10.Clinical significance of PCT,DD,and CRP levels in patients with infection in acute-on-chronic liver fail-ure
Liming TAN ; Yimei MENG ; Tingting LONG ; Xiaolin GUAN ; Sifan WU ; Wei ZHENG ; Huiying FU ; Qiaohua WANG ; Yang WU ; Tingting ZENG ; Yongjian TIAN ; Jianlin YU ; Juanjuan CHEN ; Hua LI ; Lip-Ing CAO ; Hui XU
The Journal of Practical Medicine 2018;34(3):410-415
Objective To investigate the clinical diagnostic value of serum procalcitonin(PCT),D-dimer (DD),C-reactive protein(CRP)in acute-on-chronic liver failure(ACLF). Methods 124 ACLF patients, 63 chronic hepatitis B patients,32 chronic hepatitis C patients,24 chronic hepatitis E patients and 60 healthy controls from the second affiliated hospital of Nanchang University were enrolled in this study.PCT was detected by a sandwish immunodetection method. D-dimer was detected by Latex Turbidimetry. CRP was detected by rate nephenometry. The detection results were used for analyzing the clinical diagnostic value of ACLF with infection.

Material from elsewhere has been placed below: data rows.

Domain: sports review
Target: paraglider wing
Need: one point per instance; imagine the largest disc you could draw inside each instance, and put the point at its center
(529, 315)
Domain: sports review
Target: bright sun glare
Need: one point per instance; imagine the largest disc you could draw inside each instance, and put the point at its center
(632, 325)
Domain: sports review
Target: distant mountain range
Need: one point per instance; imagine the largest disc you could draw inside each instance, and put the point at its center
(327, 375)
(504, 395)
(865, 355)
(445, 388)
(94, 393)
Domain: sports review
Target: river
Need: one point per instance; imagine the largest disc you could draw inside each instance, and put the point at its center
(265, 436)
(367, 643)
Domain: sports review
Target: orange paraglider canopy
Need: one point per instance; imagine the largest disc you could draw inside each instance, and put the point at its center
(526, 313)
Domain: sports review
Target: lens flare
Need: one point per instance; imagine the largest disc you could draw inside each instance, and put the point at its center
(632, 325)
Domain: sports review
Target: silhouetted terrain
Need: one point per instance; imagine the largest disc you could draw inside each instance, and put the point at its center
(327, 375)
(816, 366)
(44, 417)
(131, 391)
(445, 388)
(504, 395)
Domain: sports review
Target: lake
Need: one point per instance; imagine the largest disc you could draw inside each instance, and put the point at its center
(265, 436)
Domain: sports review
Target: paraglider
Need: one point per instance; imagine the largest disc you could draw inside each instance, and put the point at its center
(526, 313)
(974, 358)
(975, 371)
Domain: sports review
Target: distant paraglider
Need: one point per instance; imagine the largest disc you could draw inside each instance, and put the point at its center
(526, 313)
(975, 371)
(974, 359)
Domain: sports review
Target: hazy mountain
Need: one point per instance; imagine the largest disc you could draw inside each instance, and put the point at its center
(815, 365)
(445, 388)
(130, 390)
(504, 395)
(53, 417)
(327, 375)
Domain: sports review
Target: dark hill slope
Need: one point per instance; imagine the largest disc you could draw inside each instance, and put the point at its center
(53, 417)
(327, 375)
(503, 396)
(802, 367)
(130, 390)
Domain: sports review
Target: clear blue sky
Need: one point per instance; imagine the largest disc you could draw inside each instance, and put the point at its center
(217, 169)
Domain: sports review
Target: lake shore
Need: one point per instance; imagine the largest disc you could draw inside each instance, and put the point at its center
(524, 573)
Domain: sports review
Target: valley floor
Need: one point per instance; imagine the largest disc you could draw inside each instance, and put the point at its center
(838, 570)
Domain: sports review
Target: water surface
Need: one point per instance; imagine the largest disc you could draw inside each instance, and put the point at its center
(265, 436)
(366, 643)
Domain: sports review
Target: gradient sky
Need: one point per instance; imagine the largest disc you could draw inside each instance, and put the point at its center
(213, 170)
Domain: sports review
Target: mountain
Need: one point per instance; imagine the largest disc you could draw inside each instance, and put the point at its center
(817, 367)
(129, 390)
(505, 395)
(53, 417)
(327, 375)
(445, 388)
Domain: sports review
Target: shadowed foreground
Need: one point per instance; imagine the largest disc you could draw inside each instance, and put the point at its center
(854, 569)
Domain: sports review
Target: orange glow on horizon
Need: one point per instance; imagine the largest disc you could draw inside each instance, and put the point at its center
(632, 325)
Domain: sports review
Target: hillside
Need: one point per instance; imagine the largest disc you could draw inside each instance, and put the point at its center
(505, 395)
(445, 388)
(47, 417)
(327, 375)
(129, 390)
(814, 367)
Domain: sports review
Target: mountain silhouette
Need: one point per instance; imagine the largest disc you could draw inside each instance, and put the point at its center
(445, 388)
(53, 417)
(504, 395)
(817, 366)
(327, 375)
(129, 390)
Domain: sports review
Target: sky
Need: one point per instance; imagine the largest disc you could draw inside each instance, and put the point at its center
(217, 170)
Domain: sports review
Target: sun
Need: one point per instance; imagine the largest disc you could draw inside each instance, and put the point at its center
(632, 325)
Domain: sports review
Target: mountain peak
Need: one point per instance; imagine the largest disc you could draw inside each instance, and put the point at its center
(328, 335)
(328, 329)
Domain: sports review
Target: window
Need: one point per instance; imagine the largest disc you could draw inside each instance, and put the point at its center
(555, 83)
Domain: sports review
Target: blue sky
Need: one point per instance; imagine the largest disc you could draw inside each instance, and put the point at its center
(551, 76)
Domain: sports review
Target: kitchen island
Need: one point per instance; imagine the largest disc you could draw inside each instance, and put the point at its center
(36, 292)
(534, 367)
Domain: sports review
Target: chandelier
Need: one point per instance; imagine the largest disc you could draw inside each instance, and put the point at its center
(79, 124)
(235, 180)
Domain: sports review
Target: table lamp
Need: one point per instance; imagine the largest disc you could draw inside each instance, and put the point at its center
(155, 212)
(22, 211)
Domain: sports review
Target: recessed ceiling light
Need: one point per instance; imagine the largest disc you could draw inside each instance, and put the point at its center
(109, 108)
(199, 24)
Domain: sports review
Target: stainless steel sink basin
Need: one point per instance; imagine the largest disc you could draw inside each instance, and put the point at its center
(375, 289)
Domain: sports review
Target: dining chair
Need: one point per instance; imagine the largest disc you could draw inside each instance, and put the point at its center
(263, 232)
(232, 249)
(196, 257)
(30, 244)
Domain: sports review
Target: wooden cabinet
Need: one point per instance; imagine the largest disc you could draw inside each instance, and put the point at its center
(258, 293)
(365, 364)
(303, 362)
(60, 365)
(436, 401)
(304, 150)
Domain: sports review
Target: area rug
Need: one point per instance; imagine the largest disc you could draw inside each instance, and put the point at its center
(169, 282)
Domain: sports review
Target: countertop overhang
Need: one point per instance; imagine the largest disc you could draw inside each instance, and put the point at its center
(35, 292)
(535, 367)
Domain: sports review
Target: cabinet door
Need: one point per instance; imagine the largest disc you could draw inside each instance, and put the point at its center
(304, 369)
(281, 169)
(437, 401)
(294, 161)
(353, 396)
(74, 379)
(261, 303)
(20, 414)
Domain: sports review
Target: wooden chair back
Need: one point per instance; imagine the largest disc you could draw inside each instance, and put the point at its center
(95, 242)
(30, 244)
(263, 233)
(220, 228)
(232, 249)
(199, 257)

Results(1)The level of PCT,DD and CRP in ACLF group were significantly higher than non-ACLF group and healthy controls(P<0.05).The levels of PCT,DD and CRP in the infection group were significantly higher than non-infection group(P<0.05).(2)The positive rates of PCT,DD and CRP in the infection group were 93.24%, 78.38%,89.19%,which were significantly higher than the non-infection group and healthy controls respectively (P < 0.05).(3)The sensitivity(93.24%)and specificity(90.00%)of PCT were the highest among all indexes. (4)The area under the ROC curve of PCT,DD,CRP were 0.892,0.715,0.755,respectively.PCT had the highest diagnostic value. Conclusion The levels of serum PCT,DD and CRP have a significant clinical value for the early diagnosis of ACLF with infection.